Combining minimal composition, a romantic visual sensibility, and an anarchic spirit, Cyprien Gaillard’s work displays a personal vision or reading of landscapes and cities, juxtaposing pictorial beauty and the atmospherically lush with elements of sudden violence, destruction, and idiosyncrasy culled from popular culture, pointing to the precarious nature of public space, social ritual, and the very viability of the notion of civilization. He invests his sites of interest with new traits through his interventions, resulting in architectural travelogues dense with layers of suggestive symbols, as well as an incisive examination of the foundations and inventions of civilizations, both ancient and modern, revealing their simultaneously seductive and alienating features, disrupting our usual way of looking at nature and architecture and raising social and political questions. He shows contemporary architecture as a modern ruin on the verge of being taken over by nature. Just like 18th century French ruiniste painter Hubert Robert did when he painted the Louvre as an imaginary ruin, Gaillard follows French philosopher Denis Diderot’s advice according to which one must ruin a palace to make it an object of interest. Cyprien Gaillard was born in 1980, in Paris and lives and works in Berlin and New York. He has been the subject of solo exhibitions at a number of major institutions, including: MoMA PS1, New York; Hammer Museum, Los Angeles; Schinkel Pavillon, Berlin; Fondazione Nicola Trussardi, Milan, Italy; Kunst-Werke Institute for Contemporary Art, Berlin; Centre Georges Pompidou, Paris; and Kunsthalle Basel, Basel, Switzerland. He was awarded the Marcel Duchamp Prize in 2010.

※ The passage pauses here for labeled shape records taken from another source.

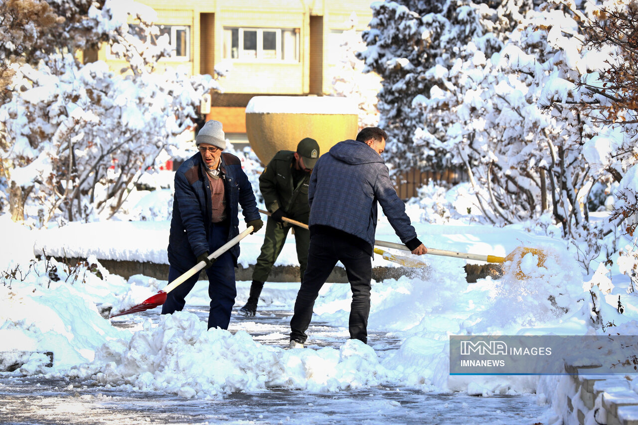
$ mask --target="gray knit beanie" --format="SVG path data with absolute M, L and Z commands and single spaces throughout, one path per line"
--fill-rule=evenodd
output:
M 217 146 L 220 149 L 225 149 L 226 136 L 221 130 L 221 123 L 211 119 L 204 124 L 204 127 L 195 137 L 195 144 L 199 145 L 200 143 L 205 143 Z

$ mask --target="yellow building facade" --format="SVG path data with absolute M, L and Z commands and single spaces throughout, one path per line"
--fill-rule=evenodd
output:
M 254 96 L 322 96 L 332 88 L 343 32 L 363 31 L 372 19 L 371 0 L 141 0 L 158 14 L 156 25 L 173 48 L 160 66 L 192 74 L 229 70 L 212 93 L 207 119 L 221 121 L 228 138 L 245 138 L 245 108 Z M 106 49 L 98 59 L 117 70 Z

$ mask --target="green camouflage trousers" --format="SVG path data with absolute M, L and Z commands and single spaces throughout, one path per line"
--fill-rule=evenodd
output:
M 277 223 L 270 217 L 266 221 L 266 232 L 263 237 L 262 252 L 257 258 L 257 264 L 253 272 L 253 280 L 265 282 L 268 280 L 272 265 L 279 257 L 286 241 L 288 230 L 293 225 Z M 294 226 L 295 242 L 297 244 L 297 259 L 299 262 L 300 278 L 302 279 L 308 262 L 308 246 L 310 244 L 310 230 Z

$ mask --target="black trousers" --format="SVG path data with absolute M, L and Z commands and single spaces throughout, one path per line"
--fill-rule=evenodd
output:
M 367 317 L 370 313 L 372 257 L 354 243 L 352 236 L 313 234 L 310 237 L 308 265 L 295 301 L 290 320 L 290 339 L 305 342 L 306 331 L 313 316 L 315 300 L 338 261 L 346 268 L 352 290 L 349 329 L 350 338 L 367 342 Z

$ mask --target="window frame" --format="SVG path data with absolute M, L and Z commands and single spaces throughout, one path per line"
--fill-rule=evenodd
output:
M 233 31 L 237 31 L 237 57 L 233 57 Z M 297 28 L 281 28 L 281 27 L 231 27 L 225 26 L 223 29 L 224 33 L 223 56 L 225 60 L 230 60 L 238 62 L 267 62 L 267 63 L 299 63 L 299 30 Z M 291 31 L 295 34 L 294 45 L 292 47 L 294 58 L 292 59 L 283 59 L 284 48 L 283 46 L 283 34 L 285 31 Z M 255 50 L 244 49 L 244 34 L 246 33 L 255 32 L 256 35 L 256 48 Z M 263 48 L 263 34 L 264 33 L 275 33 L 275 48 Z M 230 45 L 228 44 L 230 43 Z M 255 53 L 248 53 L 254 52 Z M 274 52 L 274 57 L 266 57 L 265 52 Z
M 160 58 L 160 62 L 190 62 L 191 59 L 191 26 L 189 25 L 171 25 L 168 24 L 155 24 L 155 26 L 158 27 L 163 27 L 169 30 L 169 38 L 170 41 L 170 51 L 172 56 L 170 57 L 163 57 Z M 136 24 L 130 24 L 130 26 L 137 26 Z M 183 31 L 186 33 L 185 38 L 186 43 L 185 45 L 186 54 L 177 56 L 175 54 L 177 50 L 177 31 Z M 141 40 L 141 39 L 140 39 Z M 142 40 L 144 41 L 144 40 Z M 121 60 L 113 54 L 110 47 L 107 48 L 107 59 L 108 60 Z

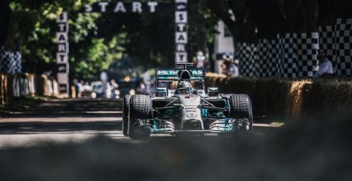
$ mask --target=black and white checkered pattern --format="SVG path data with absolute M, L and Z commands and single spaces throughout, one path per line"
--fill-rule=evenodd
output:
M 239 72 L 244 76 L 253 77 L 256 74 L 256 54 L 257 47 L 255 44 L 246 43 L 237 43 L 237 58 L 239 60 Z
M 352 19 L 338 19 L 335 27 L 337 75 L 352 75 Z
M 272 72 L 275 72 L 275 55 L 272 50 L 275 45 L 275 40 L 260 39 L 258 43 L 258 60 L 256 61 L 256 74 L 258 77 L 268 77 L 273 76 Z
M 2 46 L 0 48 L 0 73 L 20 74 L 22 73 L 22 56 L 19 51 L 9 51 Z
M 279 48 L 282 53 L 279 58 L 282 58 L 279 67 L 280 76 L 284 78 L 296 78 L 297 76 L 296 50 L 297 34 L 286 34 L 279 39 Z
M 317 65 L 318 33 L 278 34 L 256 44 L 237 43 L 244 76 L 311 77 Z
M 319 34 L 301 34 L 297 36 L 298 76 L 312 77 L 318 66 Z

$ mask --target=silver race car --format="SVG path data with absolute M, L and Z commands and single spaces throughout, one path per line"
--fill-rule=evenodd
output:
M 218 88 L 206 92 L 204 69 L 193 68 L 192 63 L 177 67 L 157 69 L 155 95 L 125 96 L 124 135 L 141 139 L 159 133 L 252 132 L 248 95 L 220 94 Z

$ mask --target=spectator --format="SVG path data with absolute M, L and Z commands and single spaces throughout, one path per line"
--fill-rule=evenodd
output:
M 194 58 L 193 62 L 197 69 L 203 69 L 206 67 L 207 60 L 203 52 L 199 51 L 197 52 L 196 57 Z
M 314 77 L 319 77 L 324 74 L 333 74 L 334 70 L 332 65 L 327 59 L 327 54 L 323 51 L 320 51 L 318 53 L 318 60 L 319 60 L 319 69 L 314 75 Z
M 233 57 L 224 58 L 224 63 L 221 65 L 222 73 L 228 76 L 237 77 L 239 76 L 237 61 L 234 61 Z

Exhibited: Cities of Gold and Mirrors, 2009
Cities of Gold and Mirrors, shot in 16mm in Quintana Roo, is a film consisting of five scenes occurring principally in and around the city of Cancún. The video details a group of spring breakers, a hotel with dolphins in its pool, a member of the Bloods gang dancing on top a Mayan archaeological site called El Rey, the demolition of a mirrored building, and the interior of the night club Cocobongo. Each appears one after the other, set to a looped recording of Le feu de St. Elme by Haïm Saban and Shuki Levy. This music is part of the soundtrack to Mysterious Cities of Gold, an animated series from 1982 about Spanish conquistadors. In the cartoon, synthesizers create a sensation of suspense and mysticism that recur every time Esteban – the show’s diminutive protagonist – is about to discover some new marvel contact that French children from his generation had with pre-Columbian cultures.
Courtesy Bugada & Cargnel, Paris
Exhibited: Desniansky Raion, 2007
The video takes place in a parking lot of a drab housing complex in St. Petersburg, Russia, where he witnessed two large groups of men—one mostly wearing red shirts and the other blue—slowly walking towards each other. Set by Gaillard to the hypnotic electronic beats of French composer Koudlam’s I See you All, the video shows the color-coordinated groups marching in loose formation, reminiscent of ancient armies confronting each other on some distant battlefield. Suddenly, signal flares billowing smoke arc through the air and the two groups come together, clashing in the flurry of fists—a breathtaking display of raw physical violence set against the stark backdrop of the housing block. As the sounds of Koudlam’s pulsing music draw louder and more urgent, the furious hand-to-hand combat intensifies while bodies of the fallen lay strewn on the pavement. Before long, the blue faction beats a hasty retreat, only to regroup moments later on one side of a nearby pedestrian bridge. The two sides come together again, this time clashing on the impossibly narrow span of the footbridge. The blue group is once more chased off, and the victors in red erupt in victorious celebration.